Linear models: logististic regression

CSI 4106 - Fall 2024

Marcel Turcotte

Version: Sep 29, 2024 13:24

Preamble

Quote of Day

Learning Objectives

Differentiate between binary classification and multi-class classification paradigms.
Describe a methodology for converting multi-class classification problems into binary classification tasks.
Articulate the concept of decision boundary and its significance in classification tasks.
Implement a logistic regression algorithm, focusing on its application in classification problems.

Classification tasks

Definitions

Binary classification is a supervised learning task where the objective is to categorize instances (examples) into one of two discrete classes.
A multi-class classification task is a type of supervised learning problem where the objective is to categorize instances into one of three or more discrete classes.

Binary classification

Some machine learning algorithms are specifically designed to solve binary classification problems.
- Logistic regression and support vector machines (SVMs) are such examples.

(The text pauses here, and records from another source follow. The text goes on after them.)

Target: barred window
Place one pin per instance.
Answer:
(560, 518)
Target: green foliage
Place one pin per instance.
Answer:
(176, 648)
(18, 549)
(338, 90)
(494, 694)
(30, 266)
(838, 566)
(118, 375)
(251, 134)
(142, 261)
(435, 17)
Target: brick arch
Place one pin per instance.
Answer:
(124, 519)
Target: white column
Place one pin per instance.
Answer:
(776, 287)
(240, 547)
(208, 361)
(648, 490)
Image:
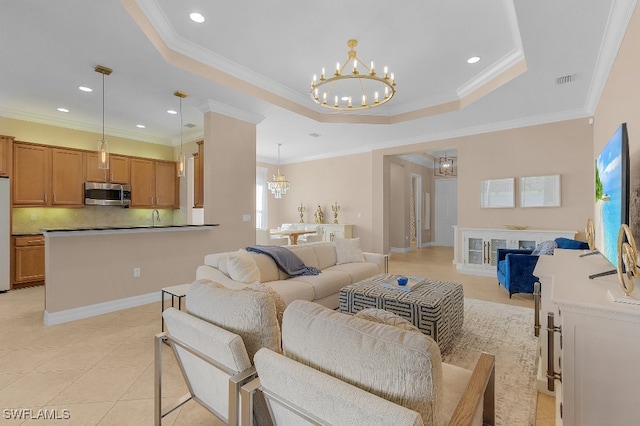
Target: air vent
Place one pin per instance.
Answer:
(565, 79)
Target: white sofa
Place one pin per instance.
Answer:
(323, 288)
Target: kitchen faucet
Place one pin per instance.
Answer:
(155, 214)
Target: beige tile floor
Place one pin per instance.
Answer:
(100, 370)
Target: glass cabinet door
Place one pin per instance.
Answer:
(495, 245)
(475, 251)
(526, 245)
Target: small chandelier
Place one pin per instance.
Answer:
(279, 186)
(445, 166)
(103, 146)
(181, 157)
(353, 91)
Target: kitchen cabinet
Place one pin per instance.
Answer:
(118, 171)
(153, 183)
(45, 176)
(67, 178)
(6, 143)
(31, 175)
(28, 261)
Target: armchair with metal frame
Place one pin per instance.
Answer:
(213, 361)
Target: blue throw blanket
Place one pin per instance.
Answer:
(286, 260)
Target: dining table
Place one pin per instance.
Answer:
(292, 234)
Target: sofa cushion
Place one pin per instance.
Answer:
(249, 314)
(242, 267)
(348, 250)
(326, 254)
(277, 299)
(386, 317)
(306, 254)
(291, 289)
(357, 271)
(326, 283)
(401, 366)
(266, 265)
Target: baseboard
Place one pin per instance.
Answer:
(100, 308)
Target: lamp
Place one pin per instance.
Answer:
(279, 186)
(181, 157)
(445, 166)
(353, 91)
(103, 146)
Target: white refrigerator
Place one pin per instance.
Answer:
(5, 207)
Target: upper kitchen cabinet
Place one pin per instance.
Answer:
(6, 143)
(118, 169)
(67, 178)
(153, 183)
(45, 176)
(31, 175)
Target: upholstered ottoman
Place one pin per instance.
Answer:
(435, 307)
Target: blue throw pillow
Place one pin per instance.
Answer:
(568, 243)
(545, 247)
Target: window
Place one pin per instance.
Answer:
(261, 198)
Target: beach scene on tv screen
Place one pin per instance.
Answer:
(608, 211)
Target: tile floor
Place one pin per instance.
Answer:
(99, 371)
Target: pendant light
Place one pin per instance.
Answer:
(103, 146)
(181, 157)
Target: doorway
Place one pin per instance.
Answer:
(446, 209)
(416, 209)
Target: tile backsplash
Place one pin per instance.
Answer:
(27, 220)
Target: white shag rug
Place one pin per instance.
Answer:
(507, 332)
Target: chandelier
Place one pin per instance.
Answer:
(279, 186)
(353, 90)
(445, 166)
(103, 146)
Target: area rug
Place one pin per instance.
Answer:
(507, 332)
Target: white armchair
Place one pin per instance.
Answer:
(214, 344)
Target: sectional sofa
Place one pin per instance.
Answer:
(342, 262)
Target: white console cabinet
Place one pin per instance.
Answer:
(480, 246)
(596, 346)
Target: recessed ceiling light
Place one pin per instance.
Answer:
(196, 17)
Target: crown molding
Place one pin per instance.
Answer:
(209, 105)
(617, 24)
(76, 125)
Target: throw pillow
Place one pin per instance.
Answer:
(348, 250)
(242, 267)
(277, 299)
(545, 247)
(386, 317)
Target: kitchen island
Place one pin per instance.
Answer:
(92, 271)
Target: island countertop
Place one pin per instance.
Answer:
(63, 232)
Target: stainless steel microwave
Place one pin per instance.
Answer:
(107, 194)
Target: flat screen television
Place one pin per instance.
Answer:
(612, 193)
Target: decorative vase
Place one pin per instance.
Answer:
(336, 209)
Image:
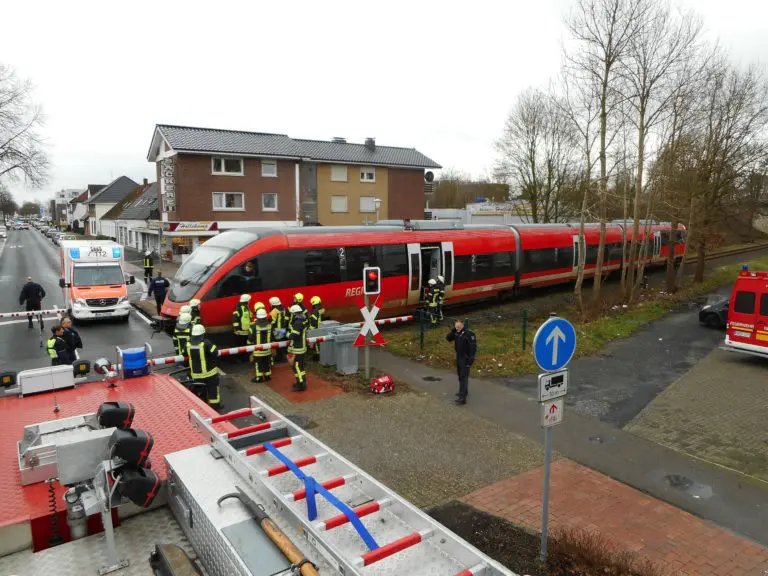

Multi-class classification

Any multi-class classification problem can be transformed into a binary classification problem.
One-vs-All (OvA)
- A separate binary classifier is trained for each class.
- For each classifier, one class is treated as the positive class, and all other classes are treated as the negative class.
- The final assignment of a class label is made based on the classifier that outputs the highest confidence score for a given input.

Discussion

To introduce the concept of decision boundaries, let’s reexamine the Iris dataset.

Loading the Iris dataset

from sklearn.datasets import load_iris

# Load the Iris dataset

iris = load_iris()

import pandas as pd

# Create a DataFrame

df = pd.DataFrame(iris.data, columns=iris.feature_names)
df['species'] = iris.target

Pairwise Scatter Plots of Iris Features

import seaborn as sns
import matplotlib.pyplot as plt

# Using string labels to ease visualization

df['species'] = df['species'].map({0: 'setosa', 1: 'versicolor', 2: 'virginica'})

# Display all pairwise scatter plots

sns.pairplot(df, hue='species', markers=["o", "s", "D"])
plt.suptitle("Pairwise Scatter Plots of Iris Features", y=1.02)
plt.show()

Pairwise Scatter Plots of Iris Features

One-vs-All (OvA) on the Iris dataset

import numpy as np

# Transform the target variable into binary classification
# 'setosa' (class 0) vs. 'not setosa' (classes 1 and 2)

y_binary = np.where(iris.target == 0, 0, 1)

# Create a DataFrame for easier plotting with Seaborn

df = pd.DataFrame(iris.data, columns=iris.feature_names)
df['is_setosa'] = y_binary

print(y_binary)

One-vs-All (OvA) on the Iris dataset

[0 0 0 0 0 0 0 0 0 0 0 0 0 0 0 0 0 0 0 0 0 0 0 0 0 0 0 0 0 0 0 0 0 0 0 0 0
 0 0 0 0 0 0 0 0 0 0 0 0 0 1 1 1 1 1 1 1 1 1 1 1 1 1 1 1 1 1 1 1 1 1 1 1 1
 1 1 1 1 1 1 1 1 1 1 1 1 1 1 1 1 1 1 1 1 1 1 1 1 1 1 1 1 1 1 1 1 1 1 1 1 1
 1 1 1 1 1 1 1 1 1 1 1 1 1 1 1 1 1 1 1 1 1 1 1 1 1 1 1 1 1 1 1 1 1 1 1 1 1
 1 1]

One-vs-All (OvA) on the Iris dataset

# Using string labels for visualization

df['is_setosa'] = df['is_setosa'].map({0: 'setosa', 1: 'not_setosa'})

# Pairwise scatter plots

sns.pairplot(df, hue='is_setosa', markers=["o", "s"])
plt.suptitle('Pairwise Scatter Plots of Iris Attributes \n(Setosa vs. Not Setosa)', y=1.02)
plt.show()

One-vs-All (OvA) on the Iris dataset

Setosa vs not setosa

Clearly, we have simplified the problem.
In the majority of the scatter plots, the setosa examples are clustered together.

Decision boundaries

Definition

A decision boundary is a boundary that partitions the underlying feature space into regions corresponding to different class labels.

Decision boundary

Consider two attributes, say petal length and sepal width, the decision boundary can be line.

Decision boundary

Consider two attributes, say petal length and sepal width, the decision boundary can be line.

Definition

We say that the data is linearly separable when two classes of data can be perfectly separated by a single linear boundary, such as a line in two-dimensional space or a hyperplane in higher dimensions.

Simple decision boundary

(a) training data, (b) quadratic curve, and (c) linear function.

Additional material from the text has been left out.